Additionally, it is our position that the payments made to the V.N. Group are payments made for the benefit of the seller. As stated by Hardtke, K&W hired the V.N. Group to “look after” VT’s production of the leather which involved services rendered for tanning and dyeing. These services assist the seller, VT, in its production of the leather. The payments made by Hardtke to the V.N. Group at the instruction of Tropical/K&W are included in transaction value as part of the price actually paid or payable because they are payments made by the buyer for the benefit of the seller.
HOLDING:
Based on the evidence presented, a bona fide sale between VT and Tropical/K&W does not exist. The transaction value is based on the price the importer, Hardtke, paid for the imported merchandise. The evidence submitted is insufficient to support a finding that Tropical/K&W is Hardtke’s buying agent. Therefore, we conclude that the fees paid do not constitute bona fide buying commissions and are, therefore, included in the transaction value of the imported merchandise. The payments made by Hardtke to the V.N. Group at the instruction of Tropical/K&W are included in transaction value as part of the price actually paid or payable because they are payments made by the buyer for the benefit of the seller.

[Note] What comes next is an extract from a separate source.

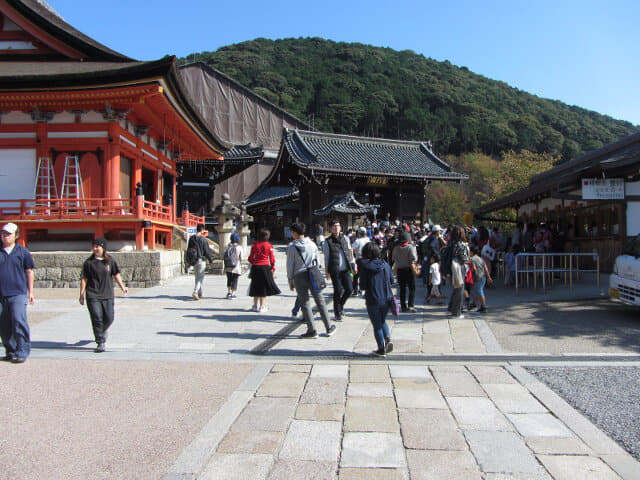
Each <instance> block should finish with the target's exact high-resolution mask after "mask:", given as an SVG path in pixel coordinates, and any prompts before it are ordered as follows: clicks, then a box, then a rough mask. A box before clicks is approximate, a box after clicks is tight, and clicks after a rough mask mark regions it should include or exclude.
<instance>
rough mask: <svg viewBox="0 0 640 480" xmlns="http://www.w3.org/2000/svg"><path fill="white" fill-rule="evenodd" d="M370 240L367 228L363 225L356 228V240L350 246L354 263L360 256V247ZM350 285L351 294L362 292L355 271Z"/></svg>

This Protest should be DENIED. In accordance with Section 3A(11)(b) of Customs Directive 099 3550-065 dated August 4, 1993, Subject: Revised Protest Directive, you are to mail this decision, together with the Customs Form 19, to the protestant no later than 60 days from the date of this letter. Any reliquidation of the entry or entries in accordance with the decision must be accomplished prior to mailing the decision.
Sixty days from the date of the decision the Office of Regulations and Rulings will make the decision available to Customs personnel, and to the public on customs Home Page on the World Wide, Web at www.customs.ustreas.gov, by means of the Freedom of Information Act, and other methods of public distribution.